If you’re at party – do you play house music, then a slow song, then a Motown jam? Actually no, you try to create a gamut that’s ether seamless or builds. Poems should be able to tap the next poem on the shoulder.


I went back to my folders – (I think every poet has them) and this is what I originally had taped on the wall when I was working.


Poems across the collection relate to identity – what creates it and what affects it. Additionally, the section order of the book changed.


Originally “If We Should, Who Will Fly After Us?” opened the book, but then in editing we realized that the reader should experience a narrative progression. Starting the book with the first tanka and “Self-Portraits and Other Skies” opened the reader to what happens next.
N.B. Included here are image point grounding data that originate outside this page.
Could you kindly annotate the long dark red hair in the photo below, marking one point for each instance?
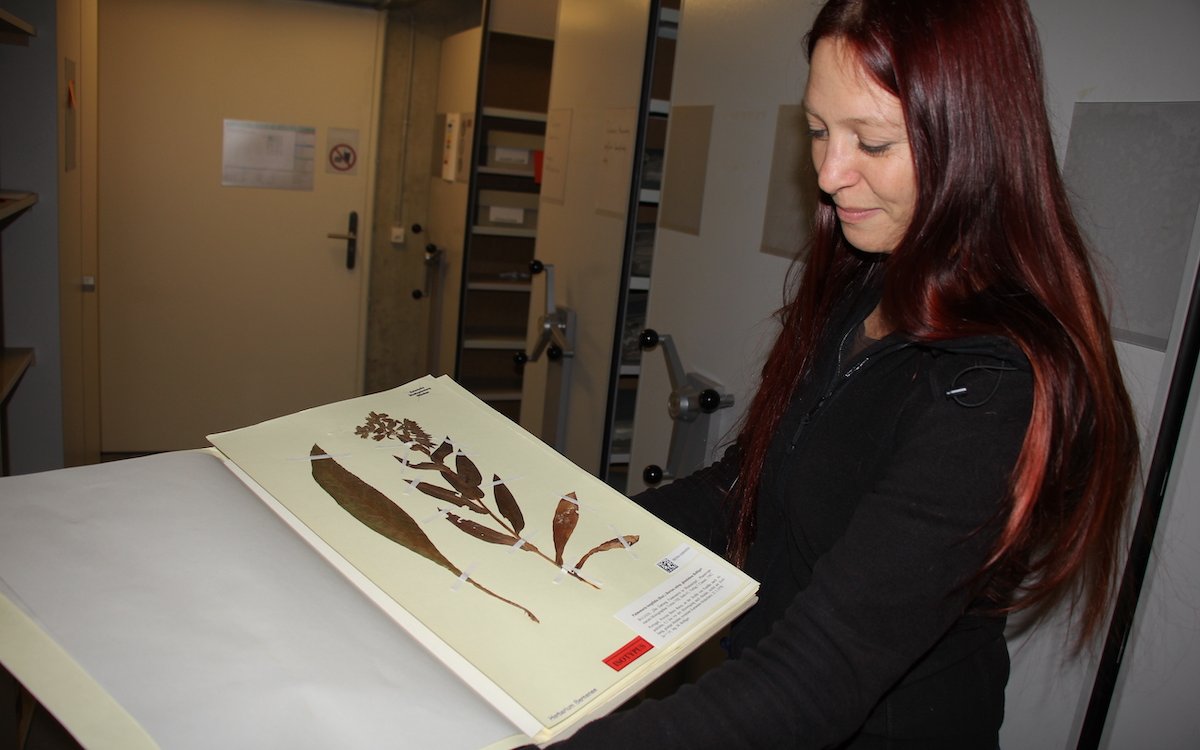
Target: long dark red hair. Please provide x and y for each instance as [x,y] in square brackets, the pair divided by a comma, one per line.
[995,250]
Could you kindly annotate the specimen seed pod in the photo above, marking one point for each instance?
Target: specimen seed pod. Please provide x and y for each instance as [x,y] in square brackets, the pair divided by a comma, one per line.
[612,544]
[508,504]
[567,515]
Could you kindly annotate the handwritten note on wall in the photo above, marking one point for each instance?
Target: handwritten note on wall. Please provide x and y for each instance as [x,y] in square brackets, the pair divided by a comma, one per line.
[616,162]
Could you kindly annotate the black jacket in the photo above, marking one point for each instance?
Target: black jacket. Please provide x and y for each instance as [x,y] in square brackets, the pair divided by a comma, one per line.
[881,497]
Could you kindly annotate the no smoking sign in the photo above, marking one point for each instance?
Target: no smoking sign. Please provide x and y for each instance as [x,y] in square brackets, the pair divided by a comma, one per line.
[343,151]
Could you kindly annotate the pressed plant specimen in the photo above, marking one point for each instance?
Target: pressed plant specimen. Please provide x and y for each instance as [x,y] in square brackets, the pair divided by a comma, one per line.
[505,523]
[383,516]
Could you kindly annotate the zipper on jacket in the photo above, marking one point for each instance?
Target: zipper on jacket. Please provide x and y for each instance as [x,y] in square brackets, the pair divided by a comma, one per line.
[837,385]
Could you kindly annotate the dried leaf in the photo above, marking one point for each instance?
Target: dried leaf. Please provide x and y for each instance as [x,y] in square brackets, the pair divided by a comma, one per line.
[508,504]
[449,496]
[467,471]
[423,465]
[567,515]
[612,544]
[472,492]
[442,451]
[373,509]
[481,532]
[381,515]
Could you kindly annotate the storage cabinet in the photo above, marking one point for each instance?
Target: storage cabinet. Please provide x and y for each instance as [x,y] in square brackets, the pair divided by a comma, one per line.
[508,144]
[13,361]
[635,289]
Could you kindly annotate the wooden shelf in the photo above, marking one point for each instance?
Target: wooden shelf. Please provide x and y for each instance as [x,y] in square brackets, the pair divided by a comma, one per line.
[669,23]
[13,364]
[508,172]
[13,203]
[13,27]
[505,232]
[493,342]
[515,114]
[521,287]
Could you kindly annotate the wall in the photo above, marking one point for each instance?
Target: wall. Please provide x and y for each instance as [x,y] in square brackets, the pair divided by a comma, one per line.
[29,161]
[1097,52]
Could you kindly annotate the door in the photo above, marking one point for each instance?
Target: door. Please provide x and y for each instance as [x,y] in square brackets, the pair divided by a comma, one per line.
[222,300]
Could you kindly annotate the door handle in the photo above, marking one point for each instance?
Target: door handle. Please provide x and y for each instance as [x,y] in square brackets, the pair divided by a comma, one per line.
[352,239]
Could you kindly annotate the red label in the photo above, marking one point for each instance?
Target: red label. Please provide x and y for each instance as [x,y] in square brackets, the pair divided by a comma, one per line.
[628,653]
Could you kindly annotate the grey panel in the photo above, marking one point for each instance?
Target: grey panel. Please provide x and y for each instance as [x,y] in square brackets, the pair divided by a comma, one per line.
[792,192]
[1134,175]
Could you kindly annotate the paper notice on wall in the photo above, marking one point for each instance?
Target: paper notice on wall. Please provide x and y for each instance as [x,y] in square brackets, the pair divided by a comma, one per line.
[553,166]
[616,162]
[268,155]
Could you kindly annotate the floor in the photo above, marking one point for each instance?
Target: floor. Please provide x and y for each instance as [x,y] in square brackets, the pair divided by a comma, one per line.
[42,731]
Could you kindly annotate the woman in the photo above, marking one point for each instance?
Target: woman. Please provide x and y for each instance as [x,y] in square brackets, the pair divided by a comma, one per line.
[941,435]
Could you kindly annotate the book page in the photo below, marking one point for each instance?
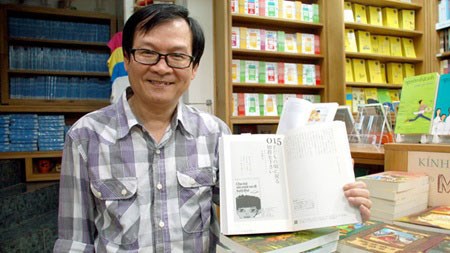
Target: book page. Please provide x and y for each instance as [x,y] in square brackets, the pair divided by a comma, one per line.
[253,181]
[319,163]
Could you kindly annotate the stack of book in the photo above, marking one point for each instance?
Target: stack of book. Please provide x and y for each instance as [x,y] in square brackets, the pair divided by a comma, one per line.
[391,238]
[395,194]
[313,240]
[435,219]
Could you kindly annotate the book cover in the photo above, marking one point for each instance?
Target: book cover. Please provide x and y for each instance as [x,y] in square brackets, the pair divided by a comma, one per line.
[435,219]
[407,19]
[349,70]
[396,181]
[374,71]
[359,11]
[299,241]
[394,73]
[408,48]
[441,119]
[375,15]
[389,238]
[363,40]
[286,182]
[390,17]
[359,70]
[348,12]
[350,41]
[417,101]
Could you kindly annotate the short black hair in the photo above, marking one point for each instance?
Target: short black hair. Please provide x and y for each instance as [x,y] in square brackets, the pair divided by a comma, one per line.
[145,19]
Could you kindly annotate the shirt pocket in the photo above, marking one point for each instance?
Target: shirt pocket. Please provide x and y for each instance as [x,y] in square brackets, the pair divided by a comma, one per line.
[117,204]
[195,198]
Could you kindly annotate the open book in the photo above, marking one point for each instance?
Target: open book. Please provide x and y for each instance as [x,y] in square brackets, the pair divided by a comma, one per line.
[286,182]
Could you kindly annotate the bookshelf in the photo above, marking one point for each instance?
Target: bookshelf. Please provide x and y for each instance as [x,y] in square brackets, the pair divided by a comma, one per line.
[224,24]
[48,67]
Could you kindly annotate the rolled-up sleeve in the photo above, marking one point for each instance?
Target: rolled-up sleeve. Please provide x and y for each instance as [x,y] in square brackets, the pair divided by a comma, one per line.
[76,229]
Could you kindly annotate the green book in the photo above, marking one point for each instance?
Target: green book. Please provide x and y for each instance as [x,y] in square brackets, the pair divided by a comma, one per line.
[417,102]
[298,241]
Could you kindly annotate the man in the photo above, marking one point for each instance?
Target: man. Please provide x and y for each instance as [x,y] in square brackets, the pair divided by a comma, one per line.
[141,175]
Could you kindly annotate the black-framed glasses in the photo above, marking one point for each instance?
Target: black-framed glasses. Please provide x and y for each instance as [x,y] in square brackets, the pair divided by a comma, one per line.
[150,57]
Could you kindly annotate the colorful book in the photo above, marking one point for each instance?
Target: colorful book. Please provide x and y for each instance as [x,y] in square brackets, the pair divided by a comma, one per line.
[389,238]
[434,219]
[300,241]
[416,104]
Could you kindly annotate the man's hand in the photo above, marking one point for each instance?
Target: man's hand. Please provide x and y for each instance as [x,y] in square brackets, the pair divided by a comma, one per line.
[358,195]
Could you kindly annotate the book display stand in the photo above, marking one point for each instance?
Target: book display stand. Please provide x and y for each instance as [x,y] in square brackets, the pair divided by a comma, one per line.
[373,125]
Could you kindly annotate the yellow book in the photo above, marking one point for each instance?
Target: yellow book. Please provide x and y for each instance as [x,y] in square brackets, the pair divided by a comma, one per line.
[409,70]
[359,70]
[408,48]
[394,73]
[370,95]
[383,72]
[350,41]
[348,96]
[384,45]
[359,11]
[363,40]
[374,41]
[243,37]
[374,71]
[396,46]
[375,15]
[407,19]
[298,10]
[390,17]
[348,12]
[348,70]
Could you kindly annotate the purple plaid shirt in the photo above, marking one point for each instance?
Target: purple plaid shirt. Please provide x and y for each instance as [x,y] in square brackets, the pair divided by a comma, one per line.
[122,192]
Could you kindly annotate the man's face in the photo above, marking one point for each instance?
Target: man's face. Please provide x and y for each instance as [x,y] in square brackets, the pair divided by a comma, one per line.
[247,212]
[160,85]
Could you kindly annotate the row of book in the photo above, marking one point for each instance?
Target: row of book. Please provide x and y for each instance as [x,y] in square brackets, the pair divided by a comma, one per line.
[255,104]
[364,42]
[46,58]
[356,96]
[280,41]
[244,71]
[380,16]
[59,88]
[374,71]
[294,10]
[36,28]
[30,132]
[401,222]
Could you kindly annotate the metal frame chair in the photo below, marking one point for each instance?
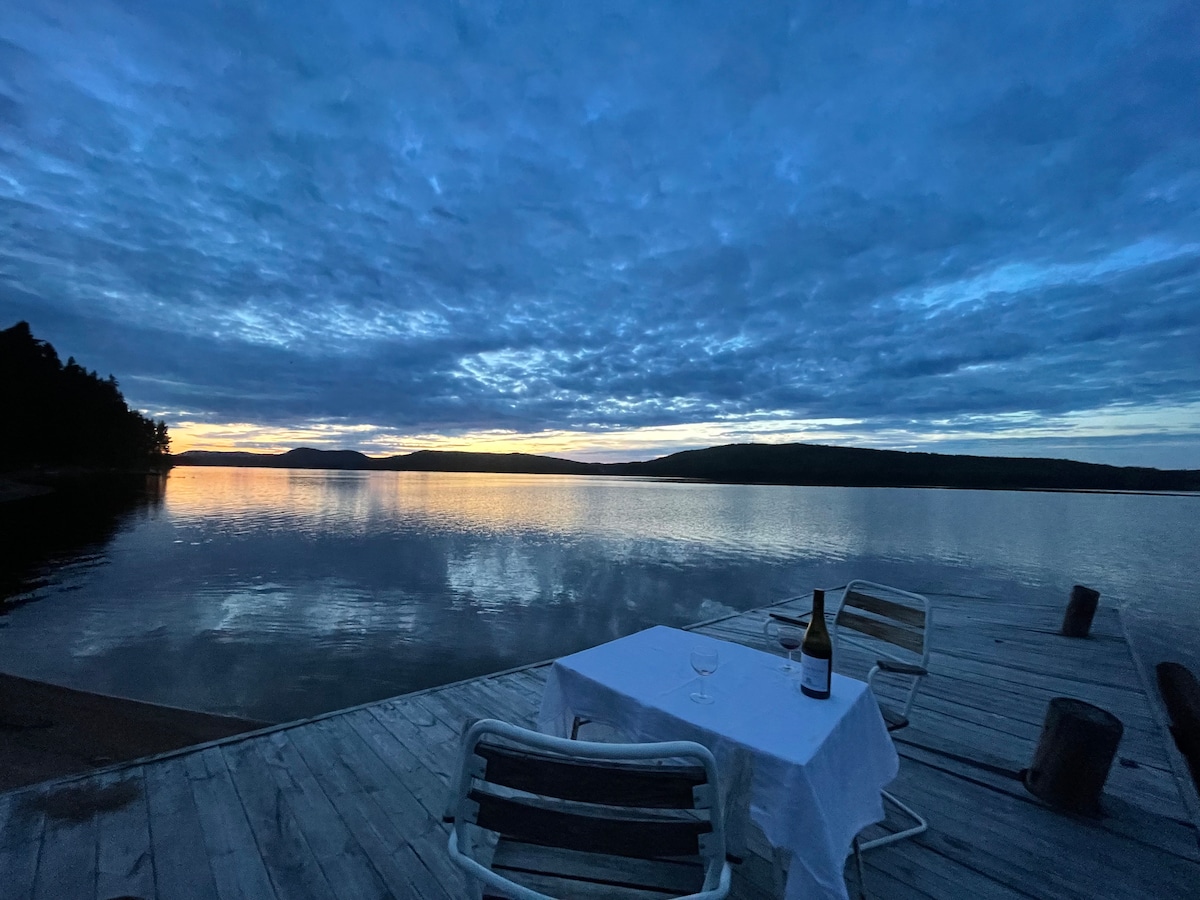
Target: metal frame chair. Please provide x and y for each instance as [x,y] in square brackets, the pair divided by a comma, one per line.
[534,813]
[898,624]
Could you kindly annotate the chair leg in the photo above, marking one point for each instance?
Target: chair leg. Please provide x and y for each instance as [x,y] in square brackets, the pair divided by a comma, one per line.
[858,863]
[922,825]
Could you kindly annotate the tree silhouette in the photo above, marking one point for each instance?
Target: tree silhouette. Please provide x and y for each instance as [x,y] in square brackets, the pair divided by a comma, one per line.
[64,414]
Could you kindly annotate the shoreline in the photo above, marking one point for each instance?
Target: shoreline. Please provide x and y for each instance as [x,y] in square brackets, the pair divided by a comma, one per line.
[48,731]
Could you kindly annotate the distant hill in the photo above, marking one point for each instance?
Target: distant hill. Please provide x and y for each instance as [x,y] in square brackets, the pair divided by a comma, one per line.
[757,463]
[853,467]
[419,461]
[55,414]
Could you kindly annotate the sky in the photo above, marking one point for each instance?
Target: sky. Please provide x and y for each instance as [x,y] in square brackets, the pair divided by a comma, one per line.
[611,231]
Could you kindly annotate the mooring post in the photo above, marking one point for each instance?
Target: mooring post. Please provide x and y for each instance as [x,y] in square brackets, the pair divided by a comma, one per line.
[1074,755]
[1078,621]
[1181,696]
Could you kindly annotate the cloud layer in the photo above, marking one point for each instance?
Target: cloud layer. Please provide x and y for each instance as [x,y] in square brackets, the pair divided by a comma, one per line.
[923,219]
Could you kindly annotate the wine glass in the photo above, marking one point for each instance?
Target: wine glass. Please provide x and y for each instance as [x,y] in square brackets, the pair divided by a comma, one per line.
[790,639]
[703,660]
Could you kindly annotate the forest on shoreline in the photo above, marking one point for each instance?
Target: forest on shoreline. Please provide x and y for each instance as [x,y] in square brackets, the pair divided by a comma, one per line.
[60,414]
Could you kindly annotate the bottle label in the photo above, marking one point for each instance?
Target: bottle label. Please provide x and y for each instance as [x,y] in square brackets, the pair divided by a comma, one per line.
[815,673]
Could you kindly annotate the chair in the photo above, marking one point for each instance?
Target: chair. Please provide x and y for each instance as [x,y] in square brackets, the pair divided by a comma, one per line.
[539,817]
[893,627]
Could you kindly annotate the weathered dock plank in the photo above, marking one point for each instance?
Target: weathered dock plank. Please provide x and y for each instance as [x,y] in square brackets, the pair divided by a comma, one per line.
[349,804]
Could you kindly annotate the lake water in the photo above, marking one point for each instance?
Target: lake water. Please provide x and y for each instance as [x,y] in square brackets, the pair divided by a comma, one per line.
[277,594]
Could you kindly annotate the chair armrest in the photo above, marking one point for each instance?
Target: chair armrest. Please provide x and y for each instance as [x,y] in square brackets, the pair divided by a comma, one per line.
[791,619]
[893,667]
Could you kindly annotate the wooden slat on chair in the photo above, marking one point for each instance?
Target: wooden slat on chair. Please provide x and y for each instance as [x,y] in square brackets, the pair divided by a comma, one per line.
[882,630]
[887,609]
[612,784]
[641,838]
[515,861]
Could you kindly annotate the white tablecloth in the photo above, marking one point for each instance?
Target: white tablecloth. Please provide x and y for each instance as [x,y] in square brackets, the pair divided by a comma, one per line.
[817,765]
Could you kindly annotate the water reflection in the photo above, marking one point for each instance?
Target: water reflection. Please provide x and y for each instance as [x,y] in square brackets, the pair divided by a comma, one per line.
[276,594]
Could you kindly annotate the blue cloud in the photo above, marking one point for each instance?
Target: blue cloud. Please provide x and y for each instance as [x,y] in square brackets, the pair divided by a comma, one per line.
[433,217]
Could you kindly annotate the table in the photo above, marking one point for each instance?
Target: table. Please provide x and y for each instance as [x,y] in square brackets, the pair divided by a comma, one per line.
[817,765]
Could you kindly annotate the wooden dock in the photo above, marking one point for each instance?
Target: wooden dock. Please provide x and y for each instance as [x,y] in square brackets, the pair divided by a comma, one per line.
[349,804]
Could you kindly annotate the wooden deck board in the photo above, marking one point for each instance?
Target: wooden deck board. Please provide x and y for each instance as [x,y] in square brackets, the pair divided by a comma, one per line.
[349,805]
[181,867]
[124,864]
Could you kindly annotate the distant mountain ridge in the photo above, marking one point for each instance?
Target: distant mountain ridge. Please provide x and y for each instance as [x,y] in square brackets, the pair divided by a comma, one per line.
[755,463]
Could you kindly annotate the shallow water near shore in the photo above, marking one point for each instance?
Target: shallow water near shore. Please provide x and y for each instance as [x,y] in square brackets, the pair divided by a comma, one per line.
[276,594]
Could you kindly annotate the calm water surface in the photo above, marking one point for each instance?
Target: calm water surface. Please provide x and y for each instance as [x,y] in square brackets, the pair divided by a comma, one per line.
[277,594]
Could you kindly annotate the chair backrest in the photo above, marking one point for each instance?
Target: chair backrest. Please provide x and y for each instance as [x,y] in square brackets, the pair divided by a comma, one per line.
[897,619]
[889,623]
[538,816]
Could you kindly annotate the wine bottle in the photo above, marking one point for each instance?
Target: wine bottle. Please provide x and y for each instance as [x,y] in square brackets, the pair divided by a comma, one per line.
[816,653]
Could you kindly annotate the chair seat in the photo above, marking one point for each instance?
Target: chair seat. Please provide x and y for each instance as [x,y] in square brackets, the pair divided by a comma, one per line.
[583,875]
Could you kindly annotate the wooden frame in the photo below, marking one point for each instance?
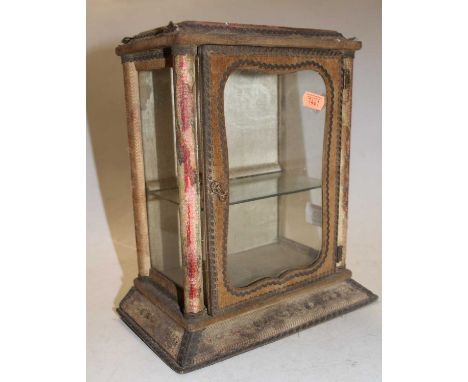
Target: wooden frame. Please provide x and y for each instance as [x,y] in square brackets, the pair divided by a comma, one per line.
[183,324]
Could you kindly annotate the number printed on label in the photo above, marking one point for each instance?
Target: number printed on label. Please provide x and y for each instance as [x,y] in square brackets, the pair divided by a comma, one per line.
[313,101]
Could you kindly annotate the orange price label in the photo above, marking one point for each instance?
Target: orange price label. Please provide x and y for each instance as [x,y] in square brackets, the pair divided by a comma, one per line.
[313,101]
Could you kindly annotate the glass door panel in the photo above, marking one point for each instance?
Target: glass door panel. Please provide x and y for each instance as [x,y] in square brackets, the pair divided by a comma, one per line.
[275,146]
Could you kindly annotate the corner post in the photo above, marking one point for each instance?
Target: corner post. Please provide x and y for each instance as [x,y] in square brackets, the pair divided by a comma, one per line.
[347,75]
[184,62]
[135,148]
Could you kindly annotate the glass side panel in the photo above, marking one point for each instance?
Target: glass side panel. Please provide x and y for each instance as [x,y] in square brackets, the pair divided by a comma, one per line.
[275,147]
[157,124]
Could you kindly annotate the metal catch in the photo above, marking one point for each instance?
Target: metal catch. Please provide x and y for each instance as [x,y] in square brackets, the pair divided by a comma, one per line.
[217,189]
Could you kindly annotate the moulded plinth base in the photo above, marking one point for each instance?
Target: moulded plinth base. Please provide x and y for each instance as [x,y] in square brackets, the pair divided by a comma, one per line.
[186,347]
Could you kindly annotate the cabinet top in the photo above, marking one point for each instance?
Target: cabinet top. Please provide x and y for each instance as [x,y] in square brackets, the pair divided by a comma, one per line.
[202,33]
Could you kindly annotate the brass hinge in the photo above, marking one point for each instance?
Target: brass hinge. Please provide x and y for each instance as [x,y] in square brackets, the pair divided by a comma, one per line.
[346,78]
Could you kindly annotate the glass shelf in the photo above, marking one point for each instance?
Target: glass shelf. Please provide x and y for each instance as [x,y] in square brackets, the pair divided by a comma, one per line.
[251,188]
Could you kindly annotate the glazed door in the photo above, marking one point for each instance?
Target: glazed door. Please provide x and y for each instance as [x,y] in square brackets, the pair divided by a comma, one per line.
[271,168]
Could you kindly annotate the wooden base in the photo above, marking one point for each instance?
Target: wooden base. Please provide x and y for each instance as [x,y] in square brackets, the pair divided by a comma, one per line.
[185,348]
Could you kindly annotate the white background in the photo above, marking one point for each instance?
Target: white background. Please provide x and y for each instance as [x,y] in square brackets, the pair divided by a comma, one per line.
[348,348]
[43,275]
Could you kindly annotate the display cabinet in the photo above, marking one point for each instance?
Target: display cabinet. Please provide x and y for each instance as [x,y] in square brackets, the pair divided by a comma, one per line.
[239,139]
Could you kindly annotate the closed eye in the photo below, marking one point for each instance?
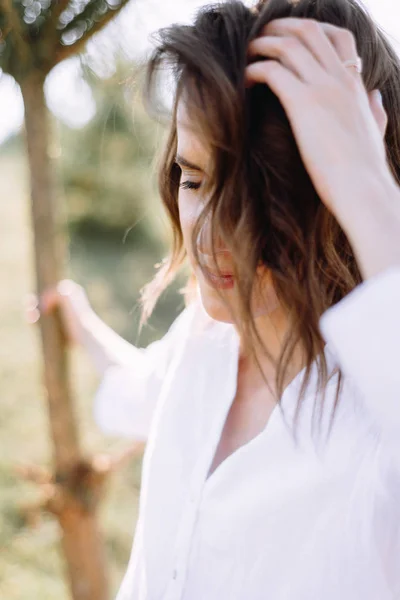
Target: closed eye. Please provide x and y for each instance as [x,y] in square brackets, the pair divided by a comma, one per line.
[190,185]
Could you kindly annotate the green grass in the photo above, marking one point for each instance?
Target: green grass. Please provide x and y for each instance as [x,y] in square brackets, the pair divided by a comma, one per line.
[31,566]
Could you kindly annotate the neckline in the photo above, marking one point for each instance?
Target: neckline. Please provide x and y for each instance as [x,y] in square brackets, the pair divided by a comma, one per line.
[293,386]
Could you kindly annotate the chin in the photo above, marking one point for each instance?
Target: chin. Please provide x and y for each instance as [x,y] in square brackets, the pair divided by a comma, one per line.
[213,305]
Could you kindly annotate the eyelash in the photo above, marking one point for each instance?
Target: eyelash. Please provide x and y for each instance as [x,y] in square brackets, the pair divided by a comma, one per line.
[190,185]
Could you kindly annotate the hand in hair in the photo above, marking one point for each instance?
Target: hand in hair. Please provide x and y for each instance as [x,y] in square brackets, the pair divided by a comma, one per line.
[339,129]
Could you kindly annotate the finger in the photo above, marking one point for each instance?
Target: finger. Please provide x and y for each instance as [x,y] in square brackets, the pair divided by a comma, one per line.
[280,79]
[291,53]
[49,301]
[329,44]
[378,110]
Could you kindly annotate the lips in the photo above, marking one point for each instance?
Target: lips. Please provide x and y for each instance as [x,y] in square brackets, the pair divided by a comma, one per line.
[225,281]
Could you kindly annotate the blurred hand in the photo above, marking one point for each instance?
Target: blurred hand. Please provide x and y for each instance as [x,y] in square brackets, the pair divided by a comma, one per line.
[72,301]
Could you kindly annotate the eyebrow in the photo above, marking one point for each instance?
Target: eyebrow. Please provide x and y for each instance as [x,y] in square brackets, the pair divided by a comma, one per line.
[182,162]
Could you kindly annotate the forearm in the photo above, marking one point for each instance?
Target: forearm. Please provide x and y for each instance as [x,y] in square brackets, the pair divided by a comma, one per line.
[104,346]
[371,221]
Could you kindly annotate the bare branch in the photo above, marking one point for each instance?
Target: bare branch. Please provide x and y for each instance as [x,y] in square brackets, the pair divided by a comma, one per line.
[64,52]
[14,29]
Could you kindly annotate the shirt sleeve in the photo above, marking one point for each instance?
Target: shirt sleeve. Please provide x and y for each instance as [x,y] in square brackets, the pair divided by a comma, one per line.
[363,331]
[127,395]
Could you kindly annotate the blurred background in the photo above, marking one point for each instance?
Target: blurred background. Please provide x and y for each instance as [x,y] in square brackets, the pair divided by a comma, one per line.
[102,148]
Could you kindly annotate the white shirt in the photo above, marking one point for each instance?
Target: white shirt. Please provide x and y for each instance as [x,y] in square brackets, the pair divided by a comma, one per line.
[278,519]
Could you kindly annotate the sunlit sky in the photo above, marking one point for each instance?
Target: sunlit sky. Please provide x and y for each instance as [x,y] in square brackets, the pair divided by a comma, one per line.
[70,98]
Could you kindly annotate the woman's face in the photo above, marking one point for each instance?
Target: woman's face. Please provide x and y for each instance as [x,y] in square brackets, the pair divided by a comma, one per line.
[192,157]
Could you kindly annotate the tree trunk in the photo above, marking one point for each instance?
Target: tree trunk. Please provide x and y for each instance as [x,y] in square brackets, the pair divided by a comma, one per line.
[76,513]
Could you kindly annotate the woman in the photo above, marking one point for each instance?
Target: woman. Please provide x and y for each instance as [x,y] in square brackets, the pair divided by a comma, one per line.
[271,409]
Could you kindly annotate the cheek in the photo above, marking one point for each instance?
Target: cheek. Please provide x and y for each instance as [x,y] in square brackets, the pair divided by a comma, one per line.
[188,215]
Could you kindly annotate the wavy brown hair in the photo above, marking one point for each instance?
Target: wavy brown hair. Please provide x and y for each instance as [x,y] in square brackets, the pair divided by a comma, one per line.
[261,200]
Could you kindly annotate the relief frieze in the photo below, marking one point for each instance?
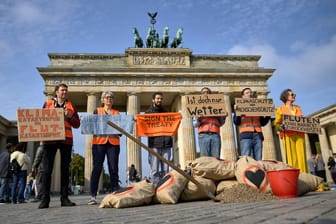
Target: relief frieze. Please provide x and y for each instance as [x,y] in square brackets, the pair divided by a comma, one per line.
[158,60]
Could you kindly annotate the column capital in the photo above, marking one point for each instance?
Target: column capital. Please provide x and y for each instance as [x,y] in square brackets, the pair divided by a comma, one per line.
[133,93]
[93,93]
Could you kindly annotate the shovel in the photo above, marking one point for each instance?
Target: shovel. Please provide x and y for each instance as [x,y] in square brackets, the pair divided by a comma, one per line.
[172,165]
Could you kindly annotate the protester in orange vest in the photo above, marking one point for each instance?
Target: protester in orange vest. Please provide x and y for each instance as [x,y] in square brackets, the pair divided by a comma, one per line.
[105,145]
[208,132]
[71,120]
[160,144]
[293,141]
[250,132]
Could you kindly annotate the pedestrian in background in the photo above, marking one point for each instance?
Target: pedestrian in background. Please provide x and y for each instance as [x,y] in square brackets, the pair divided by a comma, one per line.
[19,179]
[4,174]
[37,169]
[71,120]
Q: The writer Roxane Gay said of the book, “These are exuberant, engaging poems composed with confidence and flair.” What do you think of that description?


A: I freely admit that when I got the email that Roxane tweeted and reviewed No Sweet Without Brine – I think I sat still for about 20 minutes. The description is fantastic and I love the word exuberant.

I’m not a fan of trauma poetry – where poems open a wound and the wound never closes. So I attempted with Brine to do more than pull back the scab and address what happens after that – something exciting, sorrowful, or something in between. When I think of the word “engaging” – I go back to the playlist metaphor of creating something that builds.


And lastly, I always tell my students that good poetry is combination of craft and heart, so Roxane Gay’s description fits perfectly.


Q: How was the book's title chosen, and what does it signify for you?


A: While I’m Brooklyn born and raised, my family is originally from Santee, South Carolina. When cooking sometimes you must start with a brine aka salt base to bring out the flavor. You have to soak and live with it, to prepare and to figure out what comes next – the sweet.


When I think about life – we have loops of sweet and brine and for Black culture, one doesn’t exist without the other.   


Q: What are you working on now?


A: I just finished writing an instruction poem on how to find joy for The Brooklyn Rail, poems for The Rumpus, and the hybrid book tour started April 1, the first day of National Poetry Month! I’m excited for other people to experience the collection.


Q: Anything else we should know?


A: I think everyone experiences their version of the sweet and the brine in poetry and life, so don’t be afraid of it; embrace it.